- The Washington Times - Monday, March 19, 2001

Compromise by definition is imperative in an open society and, by definition, too, compromise has the raggedness of all half-a-loaf decisions. Thus with the Pentagon's decision in the Black Beret affair. There was no question that Army chief of staff, Gen. Eric Shinseki, got himself in an untenable cul de sac with his diktat that the Rangers' distinctive and hard-earned black berets would become the issue headgear for all GIs.

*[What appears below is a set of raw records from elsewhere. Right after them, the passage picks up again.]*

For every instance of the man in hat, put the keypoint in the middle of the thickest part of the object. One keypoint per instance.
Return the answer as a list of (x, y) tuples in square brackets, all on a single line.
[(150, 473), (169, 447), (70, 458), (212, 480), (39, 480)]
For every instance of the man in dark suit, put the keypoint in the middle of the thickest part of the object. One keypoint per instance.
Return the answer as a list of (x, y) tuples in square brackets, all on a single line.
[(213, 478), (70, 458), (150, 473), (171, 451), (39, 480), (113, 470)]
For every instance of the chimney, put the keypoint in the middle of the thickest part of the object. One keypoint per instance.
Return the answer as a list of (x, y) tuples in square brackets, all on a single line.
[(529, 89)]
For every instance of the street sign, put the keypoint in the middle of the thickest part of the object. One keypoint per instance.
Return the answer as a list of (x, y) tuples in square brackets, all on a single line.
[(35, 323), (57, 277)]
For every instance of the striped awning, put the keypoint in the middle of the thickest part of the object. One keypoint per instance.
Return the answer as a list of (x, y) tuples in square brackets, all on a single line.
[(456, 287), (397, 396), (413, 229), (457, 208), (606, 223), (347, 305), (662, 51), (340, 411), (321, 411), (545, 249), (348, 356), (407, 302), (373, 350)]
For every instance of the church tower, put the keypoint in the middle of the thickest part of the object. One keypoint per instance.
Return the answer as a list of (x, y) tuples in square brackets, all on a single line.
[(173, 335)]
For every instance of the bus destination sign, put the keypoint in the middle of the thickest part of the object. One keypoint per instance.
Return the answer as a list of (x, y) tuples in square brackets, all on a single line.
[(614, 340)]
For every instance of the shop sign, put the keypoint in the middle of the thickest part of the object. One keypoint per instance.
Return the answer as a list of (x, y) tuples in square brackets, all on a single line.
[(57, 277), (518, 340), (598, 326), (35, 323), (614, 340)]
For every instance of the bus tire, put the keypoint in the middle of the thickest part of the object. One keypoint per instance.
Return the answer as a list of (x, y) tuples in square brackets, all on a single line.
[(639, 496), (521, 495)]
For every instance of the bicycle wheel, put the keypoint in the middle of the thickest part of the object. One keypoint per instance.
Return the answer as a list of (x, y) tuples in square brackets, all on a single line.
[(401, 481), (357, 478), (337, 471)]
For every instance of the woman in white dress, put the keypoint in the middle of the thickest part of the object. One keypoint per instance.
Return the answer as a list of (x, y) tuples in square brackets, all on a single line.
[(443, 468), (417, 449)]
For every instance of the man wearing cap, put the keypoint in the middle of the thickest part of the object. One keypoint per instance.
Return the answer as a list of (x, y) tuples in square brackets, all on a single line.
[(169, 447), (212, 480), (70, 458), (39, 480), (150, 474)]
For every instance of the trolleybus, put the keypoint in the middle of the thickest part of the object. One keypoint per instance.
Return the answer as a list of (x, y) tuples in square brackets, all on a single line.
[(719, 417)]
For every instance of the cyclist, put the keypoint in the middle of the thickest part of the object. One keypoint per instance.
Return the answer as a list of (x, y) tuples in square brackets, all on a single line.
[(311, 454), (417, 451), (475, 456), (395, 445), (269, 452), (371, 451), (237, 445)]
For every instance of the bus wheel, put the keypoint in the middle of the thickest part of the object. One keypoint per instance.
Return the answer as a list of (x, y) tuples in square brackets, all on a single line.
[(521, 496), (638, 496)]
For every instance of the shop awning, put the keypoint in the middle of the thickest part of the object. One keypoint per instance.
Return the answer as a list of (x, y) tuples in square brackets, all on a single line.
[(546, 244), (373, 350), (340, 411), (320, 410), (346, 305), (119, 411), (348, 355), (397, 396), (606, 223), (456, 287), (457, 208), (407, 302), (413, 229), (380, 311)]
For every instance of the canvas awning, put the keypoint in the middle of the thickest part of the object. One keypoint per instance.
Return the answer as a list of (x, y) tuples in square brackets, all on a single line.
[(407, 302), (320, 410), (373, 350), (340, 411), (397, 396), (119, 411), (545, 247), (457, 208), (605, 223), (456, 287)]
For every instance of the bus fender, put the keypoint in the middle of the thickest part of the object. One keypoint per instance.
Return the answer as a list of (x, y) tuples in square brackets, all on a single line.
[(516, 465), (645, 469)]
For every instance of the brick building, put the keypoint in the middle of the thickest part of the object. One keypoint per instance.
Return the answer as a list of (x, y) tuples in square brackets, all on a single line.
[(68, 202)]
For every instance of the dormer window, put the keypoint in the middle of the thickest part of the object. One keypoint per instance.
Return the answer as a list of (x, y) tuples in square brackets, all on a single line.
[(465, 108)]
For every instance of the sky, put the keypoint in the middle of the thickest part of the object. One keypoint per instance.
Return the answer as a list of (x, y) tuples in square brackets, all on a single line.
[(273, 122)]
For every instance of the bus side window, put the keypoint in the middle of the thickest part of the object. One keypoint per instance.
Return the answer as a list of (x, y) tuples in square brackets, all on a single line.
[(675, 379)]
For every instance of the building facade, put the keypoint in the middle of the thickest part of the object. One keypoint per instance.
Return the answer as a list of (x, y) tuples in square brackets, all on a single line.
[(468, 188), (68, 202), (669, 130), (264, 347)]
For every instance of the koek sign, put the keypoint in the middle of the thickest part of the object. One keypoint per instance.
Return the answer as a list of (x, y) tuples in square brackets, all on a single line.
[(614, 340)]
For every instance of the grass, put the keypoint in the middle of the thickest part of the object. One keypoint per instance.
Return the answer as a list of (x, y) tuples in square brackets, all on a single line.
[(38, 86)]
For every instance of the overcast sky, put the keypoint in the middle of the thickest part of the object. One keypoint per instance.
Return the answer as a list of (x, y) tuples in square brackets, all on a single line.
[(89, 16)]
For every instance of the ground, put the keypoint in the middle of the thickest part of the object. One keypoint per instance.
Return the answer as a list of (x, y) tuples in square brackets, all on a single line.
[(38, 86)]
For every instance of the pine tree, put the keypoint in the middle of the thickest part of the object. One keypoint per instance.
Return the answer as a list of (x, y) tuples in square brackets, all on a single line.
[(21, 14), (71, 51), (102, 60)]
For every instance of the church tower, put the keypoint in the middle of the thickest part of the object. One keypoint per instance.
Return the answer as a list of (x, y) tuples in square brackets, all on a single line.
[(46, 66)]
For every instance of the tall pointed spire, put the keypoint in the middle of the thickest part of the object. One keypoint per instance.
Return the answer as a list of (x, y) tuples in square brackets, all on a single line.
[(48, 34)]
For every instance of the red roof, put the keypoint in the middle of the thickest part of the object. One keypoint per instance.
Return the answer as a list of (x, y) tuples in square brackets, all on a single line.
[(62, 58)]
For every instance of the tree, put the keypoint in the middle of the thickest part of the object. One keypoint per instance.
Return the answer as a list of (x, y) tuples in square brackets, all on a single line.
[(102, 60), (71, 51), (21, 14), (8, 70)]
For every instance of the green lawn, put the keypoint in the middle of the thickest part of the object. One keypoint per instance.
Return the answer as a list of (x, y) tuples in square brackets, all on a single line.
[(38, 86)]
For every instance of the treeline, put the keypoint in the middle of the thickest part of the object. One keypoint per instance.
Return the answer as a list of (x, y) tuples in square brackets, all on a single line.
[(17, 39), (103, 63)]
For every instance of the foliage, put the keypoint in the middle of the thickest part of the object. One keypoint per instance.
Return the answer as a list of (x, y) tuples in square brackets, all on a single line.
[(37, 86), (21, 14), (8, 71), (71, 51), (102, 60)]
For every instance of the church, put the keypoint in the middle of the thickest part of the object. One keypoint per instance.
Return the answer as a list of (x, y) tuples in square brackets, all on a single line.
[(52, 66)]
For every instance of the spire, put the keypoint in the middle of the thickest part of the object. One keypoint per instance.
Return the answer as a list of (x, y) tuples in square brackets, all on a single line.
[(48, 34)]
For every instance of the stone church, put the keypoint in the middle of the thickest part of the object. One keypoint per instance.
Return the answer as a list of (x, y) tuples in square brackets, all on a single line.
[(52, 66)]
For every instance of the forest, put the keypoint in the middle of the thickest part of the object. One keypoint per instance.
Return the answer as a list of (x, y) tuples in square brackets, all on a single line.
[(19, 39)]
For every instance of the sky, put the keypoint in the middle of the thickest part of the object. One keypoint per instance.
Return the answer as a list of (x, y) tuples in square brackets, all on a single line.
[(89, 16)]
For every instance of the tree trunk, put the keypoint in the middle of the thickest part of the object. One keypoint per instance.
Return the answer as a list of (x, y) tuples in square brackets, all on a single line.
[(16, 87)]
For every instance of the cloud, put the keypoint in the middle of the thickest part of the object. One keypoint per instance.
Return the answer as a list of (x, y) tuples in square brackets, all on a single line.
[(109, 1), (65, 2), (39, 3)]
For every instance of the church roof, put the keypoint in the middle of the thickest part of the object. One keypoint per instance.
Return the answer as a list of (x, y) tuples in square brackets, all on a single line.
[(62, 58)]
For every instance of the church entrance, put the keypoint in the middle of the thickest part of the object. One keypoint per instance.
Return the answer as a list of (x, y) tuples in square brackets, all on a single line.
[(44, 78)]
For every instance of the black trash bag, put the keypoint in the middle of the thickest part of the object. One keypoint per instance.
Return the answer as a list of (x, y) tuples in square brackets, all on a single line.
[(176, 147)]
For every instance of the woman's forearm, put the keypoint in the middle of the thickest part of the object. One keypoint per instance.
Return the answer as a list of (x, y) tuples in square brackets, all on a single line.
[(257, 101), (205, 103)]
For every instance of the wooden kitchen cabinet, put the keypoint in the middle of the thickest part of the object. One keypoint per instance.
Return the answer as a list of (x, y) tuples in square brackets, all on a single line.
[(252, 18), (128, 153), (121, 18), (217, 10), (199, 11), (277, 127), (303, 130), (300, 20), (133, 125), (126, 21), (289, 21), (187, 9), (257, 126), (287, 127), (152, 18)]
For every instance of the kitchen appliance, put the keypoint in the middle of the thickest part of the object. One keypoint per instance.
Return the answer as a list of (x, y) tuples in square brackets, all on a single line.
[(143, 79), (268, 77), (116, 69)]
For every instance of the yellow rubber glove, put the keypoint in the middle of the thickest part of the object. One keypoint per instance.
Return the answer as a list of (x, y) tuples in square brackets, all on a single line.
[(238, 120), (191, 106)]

Protests by former Rangers (current members of the elite commando formation were constrained, of course, from public comment, but their sentiments were hardly classified), a presidential nudge and congressional comment ensured that Gen. Shinseki would have to "stand down" in one way or another. And the boneheaded Pentagon gambit to have some of the black berets made in Communist China was the final absurdity.

So the compromise of a distinctive beret to be worn by Rangers tan was the color favored by troopers of the 75th Ranger Regiment at Fort Benning will allow a symbol of achievement and history to set them apart. Members of the Special Forces will continue to wear their green berets and the airborne will keep its maroon beret.

This was a fairly delicate affair, though the absence of coverage by most of the media indicated how trivial the pressies thought the matter the special culture of the armed forces is increasingly alien to those who report on it. Gen. Shinseki was operating within the chief of staff's area of service autonomy; his mistake was simply poor reasoning. Unity of the "New Army" would be served by issuing the black beret to all soldiers, he felt. But this disregarded the vital elan that distinguishes elite formations.

Gen. Shinseki reached this wobbly conclusion, according to columnist Georgie Anne Geyer, after reading and rereading Mark Bowden's powerful book, "Blackhawk Down," the account of the debacle in Mogadishu in which 18 Americans were killed. The chief of staff figured that the fault in that bloody affair was that three separate Army units were involved Rangers, Delta Team and the 10th Mountain Division. Too much separateness, Mr. Shinseki felt. The basic problem in that operation, however, was a deficient strategy by Washington and inadequate tactical planning. The GIs fought heroically.

In the best of all possible worlds, the Rangers would have kept the black berets they've worn for decades. But this isn't even the second best of all possible politico-military worlds, and the compromise of the tan berets is preferable to Gen. Shinseki's original marching order.